Silence was lying on his side, on my mattress, facing the window. His shoulders were heaving.
Quickly, quietly, I shoved all my things into my backpack. I rolled up my swag.
I sat by Silence for a while. I held my hand on his
shoulder until his breathing slowed. When I left him, he was asleep. He drew shuddery breaths and sighs leaked from him, the kind that come after crying so hard there’s nothing left. But he was asleep, and peaceful, his face streaked like a dirty window after rain. I covered him with my blanket and left him.
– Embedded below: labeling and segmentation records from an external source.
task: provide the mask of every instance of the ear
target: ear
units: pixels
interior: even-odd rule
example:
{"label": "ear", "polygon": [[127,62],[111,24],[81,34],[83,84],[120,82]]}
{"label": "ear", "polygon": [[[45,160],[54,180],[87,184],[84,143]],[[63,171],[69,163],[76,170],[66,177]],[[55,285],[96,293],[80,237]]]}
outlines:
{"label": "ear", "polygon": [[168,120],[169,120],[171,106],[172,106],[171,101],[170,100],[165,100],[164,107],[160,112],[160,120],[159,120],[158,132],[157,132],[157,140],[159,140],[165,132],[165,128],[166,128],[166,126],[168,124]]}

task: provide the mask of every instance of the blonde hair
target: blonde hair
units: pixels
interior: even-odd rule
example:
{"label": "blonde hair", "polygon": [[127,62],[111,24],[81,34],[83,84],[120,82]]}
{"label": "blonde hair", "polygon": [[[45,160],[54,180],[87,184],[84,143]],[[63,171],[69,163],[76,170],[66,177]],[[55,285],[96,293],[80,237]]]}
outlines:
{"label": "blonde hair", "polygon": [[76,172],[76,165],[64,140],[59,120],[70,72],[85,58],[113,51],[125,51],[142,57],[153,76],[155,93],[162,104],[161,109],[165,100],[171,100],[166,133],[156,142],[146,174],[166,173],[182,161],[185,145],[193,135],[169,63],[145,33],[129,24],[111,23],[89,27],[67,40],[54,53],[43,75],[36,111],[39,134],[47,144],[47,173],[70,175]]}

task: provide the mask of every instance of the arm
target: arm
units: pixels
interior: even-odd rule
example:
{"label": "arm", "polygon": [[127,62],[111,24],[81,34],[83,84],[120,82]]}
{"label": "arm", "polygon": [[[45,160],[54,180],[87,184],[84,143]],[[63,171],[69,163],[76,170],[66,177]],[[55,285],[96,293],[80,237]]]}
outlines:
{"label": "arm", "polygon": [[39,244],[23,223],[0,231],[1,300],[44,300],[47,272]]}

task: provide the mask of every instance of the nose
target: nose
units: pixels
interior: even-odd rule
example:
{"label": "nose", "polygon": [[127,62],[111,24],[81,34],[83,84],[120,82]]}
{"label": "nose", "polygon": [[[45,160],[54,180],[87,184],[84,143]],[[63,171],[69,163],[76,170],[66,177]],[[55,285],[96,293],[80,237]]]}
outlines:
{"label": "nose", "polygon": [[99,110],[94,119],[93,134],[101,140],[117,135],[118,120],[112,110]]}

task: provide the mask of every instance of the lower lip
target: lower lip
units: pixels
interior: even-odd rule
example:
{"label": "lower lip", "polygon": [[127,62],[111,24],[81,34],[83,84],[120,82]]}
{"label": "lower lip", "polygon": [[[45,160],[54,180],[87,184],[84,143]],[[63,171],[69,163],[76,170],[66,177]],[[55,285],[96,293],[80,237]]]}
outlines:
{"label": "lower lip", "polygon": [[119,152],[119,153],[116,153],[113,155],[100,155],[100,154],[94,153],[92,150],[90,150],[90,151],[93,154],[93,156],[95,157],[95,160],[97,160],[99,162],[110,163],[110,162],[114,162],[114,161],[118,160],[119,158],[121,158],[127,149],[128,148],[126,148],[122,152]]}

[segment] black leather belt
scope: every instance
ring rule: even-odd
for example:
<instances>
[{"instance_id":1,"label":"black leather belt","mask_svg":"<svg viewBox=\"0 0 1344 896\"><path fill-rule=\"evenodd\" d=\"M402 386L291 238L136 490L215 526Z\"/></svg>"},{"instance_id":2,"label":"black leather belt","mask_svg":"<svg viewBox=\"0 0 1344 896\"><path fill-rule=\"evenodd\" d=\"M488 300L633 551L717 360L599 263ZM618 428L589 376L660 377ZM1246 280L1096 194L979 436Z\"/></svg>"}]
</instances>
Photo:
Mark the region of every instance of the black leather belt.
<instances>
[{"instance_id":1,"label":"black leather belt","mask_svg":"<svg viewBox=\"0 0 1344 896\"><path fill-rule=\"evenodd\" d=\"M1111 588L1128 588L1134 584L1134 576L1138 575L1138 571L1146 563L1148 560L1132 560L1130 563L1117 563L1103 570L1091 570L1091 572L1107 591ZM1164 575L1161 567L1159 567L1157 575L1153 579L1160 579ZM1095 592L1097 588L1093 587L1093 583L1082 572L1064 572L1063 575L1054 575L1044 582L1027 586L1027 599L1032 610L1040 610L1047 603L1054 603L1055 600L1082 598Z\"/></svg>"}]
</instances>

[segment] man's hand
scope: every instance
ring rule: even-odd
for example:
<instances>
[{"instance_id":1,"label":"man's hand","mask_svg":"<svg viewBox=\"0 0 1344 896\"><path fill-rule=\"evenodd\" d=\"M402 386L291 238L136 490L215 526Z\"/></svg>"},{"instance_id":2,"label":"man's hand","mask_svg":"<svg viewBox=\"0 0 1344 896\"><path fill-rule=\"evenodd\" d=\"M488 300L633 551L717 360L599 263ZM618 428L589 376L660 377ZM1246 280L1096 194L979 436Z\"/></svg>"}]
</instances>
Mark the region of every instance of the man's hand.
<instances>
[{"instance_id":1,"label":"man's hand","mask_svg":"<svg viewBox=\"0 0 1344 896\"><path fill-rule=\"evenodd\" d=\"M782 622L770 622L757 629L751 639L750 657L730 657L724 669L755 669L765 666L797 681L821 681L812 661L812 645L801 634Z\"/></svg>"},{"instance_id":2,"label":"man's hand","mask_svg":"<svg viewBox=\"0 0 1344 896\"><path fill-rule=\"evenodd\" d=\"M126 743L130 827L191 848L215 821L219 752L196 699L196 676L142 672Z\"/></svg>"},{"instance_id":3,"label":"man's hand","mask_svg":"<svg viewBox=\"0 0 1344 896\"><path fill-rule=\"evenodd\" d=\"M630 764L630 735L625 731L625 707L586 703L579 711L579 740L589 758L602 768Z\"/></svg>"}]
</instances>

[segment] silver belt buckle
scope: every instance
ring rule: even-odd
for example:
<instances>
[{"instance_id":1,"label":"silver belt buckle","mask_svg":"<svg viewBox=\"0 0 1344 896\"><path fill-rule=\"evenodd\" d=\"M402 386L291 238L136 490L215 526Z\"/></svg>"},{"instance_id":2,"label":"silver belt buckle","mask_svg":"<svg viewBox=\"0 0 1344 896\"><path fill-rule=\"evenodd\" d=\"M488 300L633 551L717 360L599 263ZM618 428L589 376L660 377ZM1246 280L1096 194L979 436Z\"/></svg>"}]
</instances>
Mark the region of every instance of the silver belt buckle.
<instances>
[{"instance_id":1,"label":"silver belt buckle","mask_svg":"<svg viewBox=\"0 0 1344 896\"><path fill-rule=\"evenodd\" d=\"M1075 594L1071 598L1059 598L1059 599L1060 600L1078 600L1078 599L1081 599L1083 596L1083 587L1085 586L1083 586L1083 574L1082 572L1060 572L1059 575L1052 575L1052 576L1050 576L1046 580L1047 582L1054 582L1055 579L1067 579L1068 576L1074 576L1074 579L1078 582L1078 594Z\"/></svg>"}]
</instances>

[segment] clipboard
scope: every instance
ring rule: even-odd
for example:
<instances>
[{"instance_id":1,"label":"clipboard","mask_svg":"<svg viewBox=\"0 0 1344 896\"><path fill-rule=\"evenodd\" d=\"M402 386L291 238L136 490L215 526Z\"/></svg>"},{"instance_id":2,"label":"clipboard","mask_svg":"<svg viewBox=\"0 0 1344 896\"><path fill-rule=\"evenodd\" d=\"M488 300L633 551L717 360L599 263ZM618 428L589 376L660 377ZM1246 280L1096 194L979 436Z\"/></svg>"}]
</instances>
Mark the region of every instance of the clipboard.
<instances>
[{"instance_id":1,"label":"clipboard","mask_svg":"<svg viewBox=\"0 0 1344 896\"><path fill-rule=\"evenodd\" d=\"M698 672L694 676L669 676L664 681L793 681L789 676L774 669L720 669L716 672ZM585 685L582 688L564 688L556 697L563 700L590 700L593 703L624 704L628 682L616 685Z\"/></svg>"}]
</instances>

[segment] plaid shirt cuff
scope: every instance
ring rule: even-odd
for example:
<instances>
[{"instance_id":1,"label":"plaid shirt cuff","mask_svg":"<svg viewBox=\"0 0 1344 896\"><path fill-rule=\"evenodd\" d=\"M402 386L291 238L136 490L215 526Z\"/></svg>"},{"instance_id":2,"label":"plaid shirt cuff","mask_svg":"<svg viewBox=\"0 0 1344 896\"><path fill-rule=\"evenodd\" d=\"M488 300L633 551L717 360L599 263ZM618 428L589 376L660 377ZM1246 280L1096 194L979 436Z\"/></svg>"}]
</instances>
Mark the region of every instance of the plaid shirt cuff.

In the confusion, nobody noticed, nobody saw when I crawled out through the cellar window with my stuff, nobody stopped me when I let the trapdoor swing shut. I avoided the usual route through the maze of alleys, afraid I would run into Darcy or Bree. I felt immense relief when I hit the main road and followed the flow of traffic into the heart of the city.
It made sense not to care too much. Once I’d scraped up enough for a bus ticket, I would leave the city. I wrote it off as a wrong turn: Silence, Arden, Wish, all of it. Wrong turns just added more to who you are.
I didn’t know that they also add to the toll you must pay to go back.